Duet kredytu i  funduszu, to może się nie udać 

Dużym problemem może okazać się również propozycja dotycząca Funduszu Wsparcia Kredytobiorców. Będzie miała ona bowiem bezpośrednie przełożenie na zdolność kredytową osób, które w przyszłości będą chciały skorzystać z kredytu "Mieszkanie na Start", który planuje wprowadzić rządząca obecnie koalicja. Okazuje się też, że wciąż w projekcie brakuje "ograniczników", dzięki którym z wakacji kredytowych skorzystałyby tylko osoby, które mają problemy finansowe i nie radzą sobie ze spłatą kredytu.

- Chociaż w projekcie  ograniczono wysokość kredytu do 1,2 mln zł, to i tak z wakacji kredytowych będą mogły skorzystać również osoby, które radzą sobie ze spłatą kredytu. Tak, jak w latach poprzednich, będą mogły nadpłacić kredyt albo wydadzą je na inny cel - twierdzi  Bartosz Turek, główny analityk HRE Investment Trust. 

Związek Banków Polskich nie pozostawia też złudzeń. Bardziej liberalne zasady przyznawania pomocy z Funduszu Wsparcia Kredytobiorców spowoduje, że banki zaostrzą politykę kredytową, co przełoży się na ograniczenie zdolności kredytowej i obniżenie dostępności kredytów.

- Banki nie będą udzielać ze względów ostrożnościowych kredytów tym osobom, które na moment aplikowania o kredyt spełniają przesłanki dostępu do wsparcia w ramach FWK. Spadnie dostępna kwota kredytu dla wszystkich grup kredytobiorców (średnio o 20-30 proc. dla gospodarstw 2- i 3-osobowych). Uderzy to szczególnie w rodziny wielodzietne, gdzie dostępna kwota kredytu może obniżyć się nawet o ponad 70 proc. (dla gospodarstw 5-osobowych) - komentuje Tadeusz Białek, prezes ZBP.

Podobnie uważa Bartosz Turek. - Z założeń rozwiązań dotyczących kredytu "Mieszkanie na Start" wynika, że będą mogły ubiegać się o niego rodziny wielodzietne, którym trudno jest otrzymać kredyt ze względu na wyższe koszty utrzymania niż w przypadku przeciętnego gospodarstwa domowego. Pomysł jest jednak taki, że jeśli obniży im się oprocentowanie do zera, to więcej rodzin wielodzietnych sięgnie po hipotekę, aby kupić większe mieszkanie lub zbudować dom.
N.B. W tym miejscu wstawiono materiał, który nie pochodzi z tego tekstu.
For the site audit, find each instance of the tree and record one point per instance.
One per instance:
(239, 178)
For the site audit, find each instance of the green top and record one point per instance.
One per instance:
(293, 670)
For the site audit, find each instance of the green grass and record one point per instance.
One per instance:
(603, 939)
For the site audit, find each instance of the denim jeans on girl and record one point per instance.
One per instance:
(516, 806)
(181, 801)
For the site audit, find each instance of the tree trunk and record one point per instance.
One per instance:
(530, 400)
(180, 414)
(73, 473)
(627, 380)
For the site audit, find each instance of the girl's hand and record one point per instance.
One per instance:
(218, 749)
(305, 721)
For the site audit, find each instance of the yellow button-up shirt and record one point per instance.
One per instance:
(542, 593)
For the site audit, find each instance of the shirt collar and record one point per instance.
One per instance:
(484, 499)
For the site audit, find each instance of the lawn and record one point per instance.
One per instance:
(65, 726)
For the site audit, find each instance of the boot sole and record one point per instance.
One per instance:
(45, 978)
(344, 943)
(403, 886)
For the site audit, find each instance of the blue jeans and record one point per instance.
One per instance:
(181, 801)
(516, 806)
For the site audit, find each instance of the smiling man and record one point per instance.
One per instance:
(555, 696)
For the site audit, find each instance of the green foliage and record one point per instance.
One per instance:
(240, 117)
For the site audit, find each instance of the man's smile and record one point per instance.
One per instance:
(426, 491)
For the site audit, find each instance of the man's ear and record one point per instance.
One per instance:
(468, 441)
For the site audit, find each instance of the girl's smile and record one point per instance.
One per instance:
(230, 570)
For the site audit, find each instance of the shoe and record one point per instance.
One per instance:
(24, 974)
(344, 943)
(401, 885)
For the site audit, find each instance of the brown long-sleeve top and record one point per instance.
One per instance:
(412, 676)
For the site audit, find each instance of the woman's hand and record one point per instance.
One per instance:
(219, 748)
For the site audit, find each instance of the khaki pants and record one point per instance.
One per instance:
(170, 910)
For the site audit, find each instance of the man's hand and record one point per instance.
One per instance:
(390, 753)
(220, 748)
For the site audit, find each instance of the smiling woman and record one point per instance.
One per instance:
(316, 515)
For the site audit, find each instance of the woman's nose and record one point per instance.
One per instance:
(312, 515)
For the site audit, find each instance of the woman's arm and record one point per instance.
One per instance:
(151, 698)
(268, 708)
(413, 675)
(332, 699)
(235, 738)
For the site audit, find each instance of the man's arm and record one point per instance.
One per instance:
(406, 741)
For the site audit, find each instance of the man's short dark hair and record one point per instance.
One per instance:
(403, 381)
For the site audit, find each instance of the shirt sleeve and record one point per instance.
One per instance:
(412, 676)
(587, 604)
Problem w tym, że banki mogą być zmuszone odmówić udzielenia preferencyjnego kredytu, jeśli równolegle wprowadzone zostaną ułatwienia w dostępie do pieniędzy z Funduszu Wsparcia Kredytobiorców. Aby nie doszło do sytuacji, że świeżo po zaciągnięciu kredytu udamy się po darmową, a nawet częściowo umarzaną pożyczkę na spłatę rat, banki będą musiały w niektórych przypadkach zaostrzyć kryteria udzielania kredytów mieszkaniowych. Szczególnie problem dotknąć może większych rodzin - twierdzi Bartosz Turek.